Ibuprofen was first made in the U.K. in 1961. It was marketed as a safer alternative to aspirin.

Now, scientists at the Buck Institute for Research on Aging found ibuprofen is not only effective for relieving pain, but could hold the key to a longer, healthier life.

In a new study, researchers found yeast treated with ibuprofen lived longer.

The lead researcher, Chong He, then tried it with worms. Again, they saw an extended lifespan - by about 15 percent.
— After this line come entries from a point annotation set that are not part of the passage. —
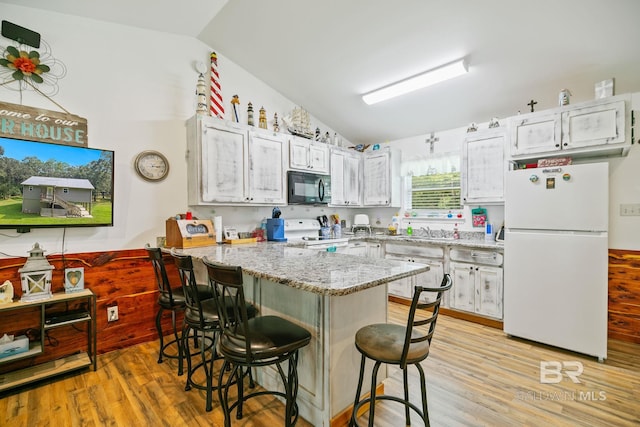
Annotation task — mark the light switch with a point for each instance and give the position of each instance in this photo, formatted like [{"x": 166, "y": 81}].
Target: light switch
[{"x": 632, "y": 209}]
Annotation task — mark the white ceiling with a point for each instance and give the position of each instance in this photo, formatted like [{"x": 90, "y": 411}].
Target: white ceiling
[{"x": 325, "y": 54}]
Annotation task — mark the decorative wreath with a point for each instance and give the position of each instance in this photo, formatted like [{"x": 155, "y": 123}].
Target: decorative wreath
[{"x": 26, "y": 65}]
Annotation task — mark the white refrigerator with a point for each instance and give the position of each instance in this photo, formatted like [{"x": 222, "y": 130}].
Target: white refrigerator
[{"x": 556, "y": 256}]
Brian Kennedy is the senior scientist at the Buck Institute in Novato.

"If you can get a 15 percent effect on life span, and more importantly health span, that's a big effect," explained Kennedy.

The doses given were comparable to what humans take.

Ibuprofen interfered with the way yeast cells picked up tryptophan and other amino acids. Tryptophan is found in eggs, chocolate and turkey. This interference may help cells to better deal with the stress and damage that comes with normal aging.

"It slows down the ability of the cells to grown by a little bit, but it probably gives them more stress-resistance. They can survive better over the long term," said Kennedy.

But like most drugs, ibuprofen has side effects, some of which include bleeding, nausea, vomiting and stomach ulcers.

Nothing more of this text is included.